Think of a movie theme song that stayed with you long after you saw the film. Share an experience about that movie or the theme.Silver Valley Girl draws a surprise connection between HP's original laptop computer and "The Way We Were", here and InlandEmpireGirl explores her emotional history with waters and "A River Runs Through It", here.
Few movies inspire joy and nostalgia in me quite like Jonathan Demme's concert film of the Talking Heads, "Stop Making Sense".

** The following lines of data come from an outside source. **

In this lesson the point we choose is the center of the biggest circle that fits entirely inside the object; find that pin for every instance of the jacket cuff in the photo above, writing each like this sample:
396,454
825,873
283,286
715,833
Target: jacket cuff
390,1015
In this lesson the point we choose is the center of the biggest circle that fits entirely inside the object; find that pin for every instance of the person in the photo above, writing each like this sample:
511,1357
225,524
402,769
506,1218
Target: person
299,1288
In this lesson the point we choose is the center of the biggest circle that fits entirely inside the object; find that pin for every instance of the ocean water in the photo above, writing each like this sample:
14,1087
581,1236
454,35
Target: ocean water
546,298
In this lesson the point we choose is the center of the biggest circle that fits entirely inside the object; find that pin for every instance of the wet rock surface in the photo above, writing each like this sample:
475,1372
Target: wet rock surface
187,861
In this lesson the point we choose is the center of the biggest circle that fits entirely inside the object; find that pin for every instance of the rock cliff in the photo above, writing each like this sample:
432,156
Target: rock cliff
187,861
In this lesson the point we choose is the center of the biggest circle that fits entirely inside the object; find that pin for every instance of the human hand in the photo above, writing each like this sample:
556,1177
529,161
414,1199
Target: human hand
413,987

Since the movie is a series of songs performed live in concert, it doesn't have a single theme song. Or does it? Is it"Psycho Killer", when the elastic David Byrne puts a cassette player on stage with a rhythm thump playing, hypnotizes his audience with an oddly joyous acoustic version of his homage to urban paranoia and 70's anxiety; or is it "Life During Wartime", an oddly upbeat and joyous homage to urban paranoia with war as a metaphor for the way Byrne saw life in Regan's America, and listening to the song today, well, is the theme that the Reagan years would last forever?
I don't know.
The movie's title "Stop Making Sense" comes from lines in the song "Girlfriend is Better", performed by the wiry Byrne in a huge business suit, making him look twice his size.
The concert and its music is all about multiple identities, lost identities, unknown identities, about the absurdity of living in a world so alien to what sustains life that we find ourselve not knowing who we are, constantly changing identities to try to adapt. We end up, as Byrne performs, as creatures whose gestures are disconnected from the words we say/sing and whose emotional responses are so confused that we dance joyously during war time and while someone is burning down the house.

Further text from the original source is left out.